A recent statement by a Chechen militant who fought alongside Islamic State (IS) militant group commander Umar Shishani in Aleppo in 2013 casts doubt on whether the man lauded as the “ginger-bearded Chechen warlord from the Pankisi Gorge” is the exceptional military strategist he has been portrayed as in the Western and Arab media.
In recent weeks, Umar has been lauded in the Western and Arabic press as an “outstanding” military strategist, responsible for some of IS’s major victories in various parts of Iraq. Other articles have suggested that Umar, who fought in the Georgian Army during the 2008 war against Russia, “served in intelligence units trained by the Americans.”
As yet, there has been no real evidence to support many reports and rumors that Umar -- who was appointed IS military commander in Syria -- has been transferred to Iraq, let alone that he is responsible for IS’s military advances there.
The statement by Umar's former associate suggests that the IS military commander is relying on the fact that IS has a great many inexperienced but highly motivated recruits in order to use a simple “cannon-fodder” tactic, sending waves of militants to storm enemy positions with little regard for casualties.
The Russian-language statement, posted on November 6 on Russian pro-jihadi networks, was written by a militant named as Khalid Shishani, who now fights with the Uzbek-led faction Seyfullakh Shishani’s Jamaat, part of Jabhat Al-Nusra in Aleppo.
Khalid fought with Umar in Aleppo Province before Umar formally joined Islamic State by pledging allegiance to its leader, Abu Bakr Baghdadi, in December 2013. At that time, Umar was the leader of a predominantly Chechen faction, Jaish Al-Mujahireen Wal-Ansar, which rose to prominence in August 2013 when the faction fought alongside IS (then known as ISIS, the Islamic State of Iraq and as-Sham) to capture a Syrian government air base, known as Menagh.
During that operation, Khalid claims, Umar’s lack of military knowledge and tactics led to him using militants as “cannon fodder,” resulting in hundreds of deaths.
“Umar Shishani is a person who is absolutely useless in military terms,” writes Khalid. “He lacks knowledge of military tactics -- and that’s putting it nicely. Take note that it’s only the infidel (i.e. the Western) mass media that has written about Umar Shishani’s military genius. They have greatly inflated his identity and presented him as a genius military specialist, which is the complete opposite of the real picture. This person only knows how to send mujahedin as cannon fodder, and that’s it.”
It was the Menagh air base victory that catapulted Umar to fame -- or notoriety -- in the Western media.
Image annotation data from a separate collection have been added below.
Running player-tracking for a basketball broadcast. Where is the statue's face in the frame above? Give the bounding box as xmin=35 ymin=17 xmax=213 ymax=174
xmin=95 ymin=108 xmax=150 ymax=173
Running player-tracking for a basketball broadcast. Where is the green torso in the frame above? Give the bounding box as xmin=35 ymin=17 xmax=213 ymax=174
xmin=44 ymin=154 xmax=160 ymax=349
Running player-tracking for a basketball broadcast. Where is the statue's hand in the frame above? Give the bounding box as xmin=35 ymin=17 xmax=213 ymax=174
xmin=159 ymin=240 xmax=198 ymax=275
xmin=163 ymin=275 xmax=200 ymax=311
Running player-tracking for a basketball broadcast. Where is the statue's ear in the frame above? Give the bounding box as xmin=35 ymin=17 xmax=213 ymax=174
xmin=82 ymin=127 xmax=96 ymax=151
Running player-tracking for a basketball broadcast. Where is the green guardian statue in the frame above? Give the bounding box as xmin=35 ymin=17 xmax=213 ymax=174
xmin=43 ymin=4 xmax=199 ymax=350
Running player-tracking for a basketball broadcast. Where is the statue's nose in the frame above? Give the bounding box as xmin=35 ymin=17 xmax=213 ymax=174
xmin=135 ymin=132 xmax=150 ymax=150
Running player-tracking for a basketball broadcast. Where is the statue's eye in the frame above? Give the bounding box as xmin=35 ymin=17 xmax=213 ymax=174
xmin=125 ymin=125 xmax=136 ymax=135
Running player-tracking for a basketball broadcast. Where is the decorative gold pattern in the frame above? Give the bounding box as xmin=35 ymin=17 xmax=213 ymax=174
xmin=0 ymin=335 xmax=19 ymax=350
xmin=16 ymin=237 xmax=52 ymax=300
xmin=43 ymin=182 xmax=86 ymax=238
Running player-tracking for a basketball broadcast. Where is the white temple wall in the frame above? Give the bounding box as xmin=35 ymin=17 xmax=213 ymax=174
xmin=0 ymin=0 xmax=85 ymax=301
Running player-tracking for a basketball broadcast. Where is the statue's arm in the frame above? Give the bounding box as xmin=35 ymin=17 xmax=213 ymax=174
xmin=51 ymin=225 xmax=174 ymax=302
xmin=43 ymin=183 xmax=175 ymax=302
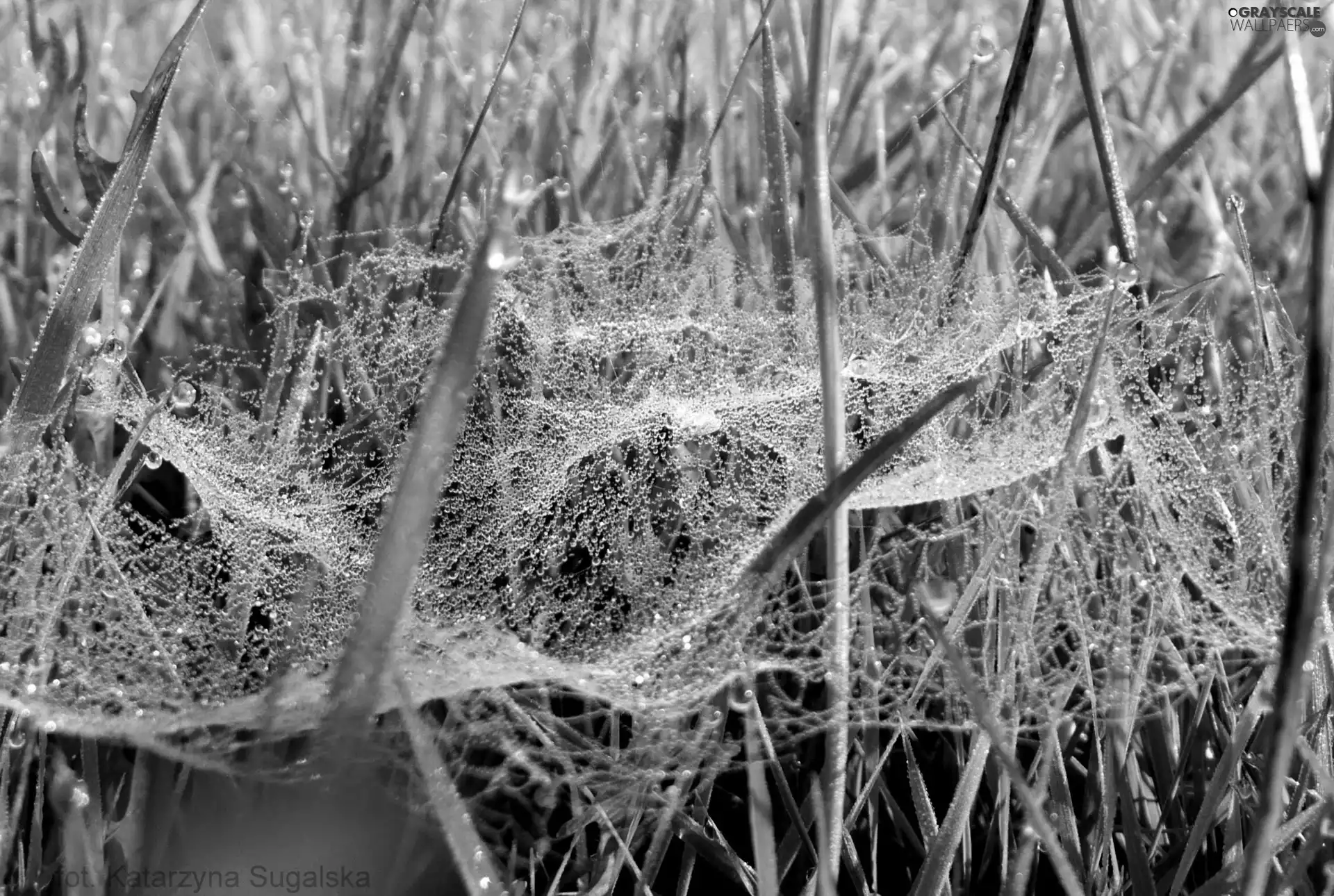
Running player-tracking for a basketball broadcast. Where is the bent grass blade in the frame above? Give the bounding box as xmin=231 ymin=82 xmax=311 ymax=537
xmin=6 ymin=0 xmax=208 ymax=454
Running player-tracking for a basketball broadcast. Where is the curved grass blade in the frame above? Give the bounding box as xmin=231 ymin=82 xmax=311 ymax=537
xmin=334 ymin=0 xmax=422 ymax=283
xmin=75 ymin=84 xmax=116 ymax=208
xmin=838 ymin=75 xmax=969 ymax=193
xmin=938 ymin=0 xmax=1042 ymax=324
xmin=6 ymin=0 xmax=208 ymax=454
xmin=325 ymin=186 xmax=511 ymax=738
xmin=32 ymin=149 xmax=88 ymax=245
xmin=738 ymin=374 xmax=986 ymax=593
xmin=1241 ymin=66 xmax=1334 ymax=896
xmin=944 ymin=104 xmax=1076 ymax=294
xmin=431 ymin=0 xmax=528 ymax=255
xmin=699 ymin=0 xmax=775 ymax=184
xmin=1283 ymin=31 xmax=1321 ymax=203
xmin=393 ymin=672 xmax=502 ymax=896
xmin=914 ymin=616 xmax=1085 ymax=896
xmin=743 ymin=688 xmax=779 ymax=896
xmin=911 ymin=731 xmax=992 ymax=896
xmin=1064 ymin=35 xmax=1283 ymax=261
xmin=1064 ymin=0 xmax=1139 ymax=263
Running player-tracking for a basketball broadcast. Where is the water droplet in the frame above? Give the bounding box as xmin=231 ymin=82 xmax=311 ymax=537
xmin=171 ymin=380 xmax=199 ymax=410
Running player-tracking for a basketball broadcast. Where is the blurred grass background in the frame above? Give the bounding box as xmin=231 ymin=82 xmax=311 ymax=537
xmin=0 ymin=0 xmax=1334 ymax=401
xmin=0 ymin=0 xmax=1334 ymax=883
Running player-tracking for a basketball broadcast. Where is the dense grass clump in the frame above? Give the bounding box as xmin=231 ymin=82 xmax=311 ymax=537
xmin=0 ymin=0 xmax=1334 ymax=896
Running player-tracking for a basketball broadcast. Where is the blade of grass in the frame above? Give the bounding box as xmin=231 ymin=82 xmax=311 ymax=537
xmin=802 ymin=0 xmax=853 ymax=896
xmin=937 ymin=0 xmax=1043 ymax=318
xmin=1064 ymin=0 xmax=1139 ymax=264
xmin=332 ymin=0 xmax=434 ymax=284
xmin=6 ymin=0 xmax=208 ymax=454
xmin=431 ymin=0 xmax=528 ymax=255
xmin=911 ymin=731 xmax=991 ymax=896
xmin=838 ymin=75 xmax=969 ymax=193
xmin=736 ymin=376 xmax=986 ymax=586
xmin=944 ymin=106 xmax=1076 ymax=294
xmin=927 ymin=616 xmax=1083 ymax=896
xmin=1241 ymin=69 xmax=1334 ymax=896
xmin=1064 ymin=39 xmax=1283 ymax=263
xmin=325 ymin=185 xmax=511 ymax=738
xmin=742 ymin=688 xmax=779 ymax=896
xmin=1167 ymin=667 xmax=1274 ymax=896
xmin=1283 ymin=31 xmax=1321 ymax=201
xmin=393 ymin=671 xmax=502 ymax=896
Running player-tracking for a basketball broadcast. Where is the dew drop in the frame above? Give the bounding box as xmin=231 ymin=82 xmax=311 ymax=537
xmin=171 ymin=380 xmax=199 ymax=410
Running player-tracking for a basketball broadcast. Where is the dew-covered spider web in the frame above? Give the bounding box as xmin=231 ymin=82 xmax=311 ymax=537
xmin=0 ymin=177 xmax=1294 ymax=799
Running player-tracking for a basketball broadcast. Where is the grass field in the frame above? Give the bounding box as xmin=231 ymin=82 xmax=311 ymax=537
xmin=0 ymin=0 xmax=1334 ymax=896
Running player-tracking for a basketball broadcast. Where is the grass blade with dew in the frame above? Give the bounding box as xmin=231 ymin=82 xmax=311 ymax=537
xmin=1241 ymin=78 xmax=1334 ymax=896
xmin=393 ymin=672 xmax=502 ymax=896
xmin=802 ymin=0 xmax=853 ymax=879
xmin=736 ymin=374 xmax=986 ymax=593
xmin=911 ymin=731 xmax=991 ymax=896
xmin=1283 ymin=31 xmax=1321 ymax=201
xmin=1064 ymin=0 xmax=1139 ymax=264
xmin=6 ymin=0 xmax=208 ymax=454
xmin=734 ymin=683 xmax=779 ymax=896
xmin=838 ymin=75 xmax=969 ymax=193
xmin=431 ymin=0 xmax=528 ymax=255
xmin=1064 ymin=32 xmax=1283 ymax=263
xmin=760 ymin=20 xmax=796 ymax=313
xmin=925 ymin=613 xmax=1083 ymax=896
xmin=699 ymin=0 xmax=776 ymax=184
xmin=332 ymin=0 xmax=434 ymax=284
xmin=325 ymin=176 xmax=513 ymax=738
xmin=937 ymin=0 xmax=1042 ymax=325
xmin=783 ymin=116 xmax=895 ymax=274
xmin=944 ymin=103 xmax=1076 ymax=293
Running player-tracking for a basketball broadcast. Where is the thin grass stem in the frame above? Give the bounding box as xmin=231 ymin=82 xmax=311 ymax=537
xmin=1240 ymin=68 xmax=1334 ymax=896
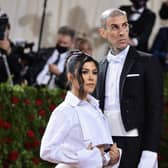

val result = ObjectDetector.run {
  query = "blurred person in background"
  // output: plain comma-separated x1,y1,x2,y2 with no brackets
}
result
151,0,168,72
35,26,75,88
0,10,23,85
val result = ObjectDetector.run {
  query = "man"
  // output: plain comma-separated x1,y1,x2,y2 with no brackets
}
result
0,9,22,85
120,0,156,52
36,26,75,88
96,9,162,168
151,0,168,72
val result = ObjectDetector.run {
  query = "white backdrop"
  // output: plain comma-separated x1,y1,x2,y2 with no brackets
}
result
0,0,166,58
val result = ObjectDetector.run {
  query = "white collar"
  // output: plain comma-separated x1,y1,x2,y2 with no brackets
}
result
107,45,130,62
64,91,99,107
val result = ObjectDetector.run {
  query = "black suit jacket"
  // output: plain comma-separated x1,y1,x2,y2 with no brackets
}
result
120,6,156,51
96,47,163,151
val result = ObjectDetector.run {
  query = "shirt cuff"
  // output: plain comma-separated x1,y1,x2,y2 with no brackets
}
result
77,147,103,168
138,150,158,168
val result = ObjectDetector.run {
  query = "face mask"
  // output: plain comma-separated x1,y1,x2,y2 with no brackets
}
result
56,44,69,53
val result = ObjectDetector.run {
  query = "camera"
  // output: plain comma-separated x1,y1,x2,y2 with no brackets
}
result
0,14,9,40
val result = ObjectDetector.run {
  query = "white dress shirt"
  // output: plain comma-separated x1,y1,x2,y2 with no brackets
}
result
104,46,158,168
40,92,117,168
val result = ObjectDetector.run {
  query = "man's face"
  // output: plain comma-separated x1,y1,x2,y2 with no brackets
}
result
100,15,129,51
57,34,73,49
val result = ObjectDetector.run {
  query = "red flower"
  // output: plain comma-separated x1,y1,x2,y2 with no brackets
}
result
8,150,19,161
49,104,56,112
23,99,30,105
28,114,34,122
24,142,33,150
32,157,40,165
11,96,20,104
35,99,43,106
38,109,46,117
4,137,13,144
27,130,35,138
32,139,40,148
3,121,12,129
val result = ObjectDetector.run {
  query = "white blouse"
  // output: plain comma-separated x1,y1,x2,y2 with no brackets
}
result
40,92,113,168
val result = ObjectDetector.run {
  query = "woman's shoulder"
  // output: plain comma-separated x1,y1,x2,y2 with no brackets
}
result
53,102,75,115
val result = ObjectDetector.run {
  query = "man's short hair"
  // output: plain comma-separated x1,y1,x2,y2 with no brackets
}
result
58,26,75,39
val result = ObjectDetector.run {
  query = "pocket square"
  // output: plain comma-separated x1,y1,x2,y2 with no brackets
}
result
127,74,140,77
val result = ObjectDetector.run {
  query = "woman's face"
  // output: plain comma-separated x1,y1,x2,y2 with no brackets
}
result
71,62,98,96
81,62,98,93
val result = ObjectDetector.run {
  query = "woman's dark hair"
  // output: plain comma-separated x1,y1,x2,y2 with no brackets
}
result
66,50,99,97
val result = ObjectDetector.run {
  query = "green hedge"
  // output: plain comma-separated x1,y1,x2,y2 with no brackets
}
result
0,74,168,168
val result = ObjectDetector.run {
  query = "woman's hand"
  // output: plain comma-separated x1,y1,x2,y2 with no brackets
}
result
109,143,120,165
87,143,104,157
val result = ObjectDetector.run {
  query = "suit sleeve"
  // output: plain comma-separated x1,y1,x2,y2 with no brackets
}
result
143,57,163,152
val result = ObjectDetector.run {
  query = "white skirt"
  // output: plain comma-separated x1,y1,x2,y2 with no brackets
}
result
55,163,75,168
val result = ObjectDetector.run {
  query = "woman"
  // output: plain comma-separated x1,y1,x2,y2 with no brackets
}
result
40,52,119,168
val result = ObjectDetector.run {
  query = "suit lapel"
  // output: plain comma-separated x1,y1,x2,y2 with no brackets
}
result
119,47,137,100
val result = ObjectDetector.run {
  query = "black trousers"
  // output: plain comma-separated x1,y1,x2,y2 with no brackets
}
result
112,136,142,168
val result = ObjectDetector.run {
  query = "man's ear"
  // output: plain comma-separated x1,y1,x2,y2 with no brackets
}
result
99,28,106,39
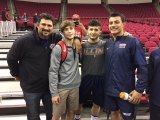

His distinctive image appeared in the midst of a group of foreign militants who participated in the capture of the air base.
Yet, if we are to believe Khalid, the Menagh air-base capture was a hollow military victory and was not achieved because of Umar’s skills as a military tactician. Umar decided to take over the base because he thought it would be a good source of “ghanimah” -- war booty -- Khalid claims, not because it was a tactical move. He achieved his goal by sending waves of enthusiastic but poorly armed militants to their certain deaths as “cannon fodder” for the Syrian Arab Army’s guns and tanks.
In another Umar-led offensive against the Khan Tuman air base in northern Syria in summer 2013, Umar asked his men to storm Syrian Arab Army positions by climbing one by one through a gap in the base's perimeter fence -- despite the fact, according to Khalid, that there was a Syrian tank with its gun trained on the gap. Forty militants were killed climbing through the fence, Khalid claims.
“When I went to [Umar] for a talk and I told him that it’s impossible to do things this way, that this is a mistaken tactic, he replied that this is an excellent tactic and the problem was that several people don’t obey their commander,” Khalid wrote.
Khalid also accuses Umar of refusing to divide captured weapons and ammunition equally between the militants who took part in a battle.
“He only started to distribute war booty after [he was already in IS and] his emir, Abu Bakr Baghdadi, ordered him to distribute it,” he writes.
Can Khalid’s account be trusted?
While there is no way to verify all his accusations, it is interesting to note that a similar criticism about the Islamic State group’s use of “cannon fodder” was made last year by another Chechen militant, Muslim Abu Walid Shishani, the commander of the Latakia-based faction Junud as-Sham.
While Muslim Abu Walid Shishani is careful not to mention any particular individual in his criticism, it is not unlikely that he was referring to Umar Shishani.
“We see here [in Syria] that jihad is being led by those who have no military experience. And these [commanders] make big plans, which involve a large number of [militants], and we see, unfortunately, the negative results of these operations. Surprisingly, the operations here are measured by number of people killed. The more people killed, the greater the operation is considered,” he wrote.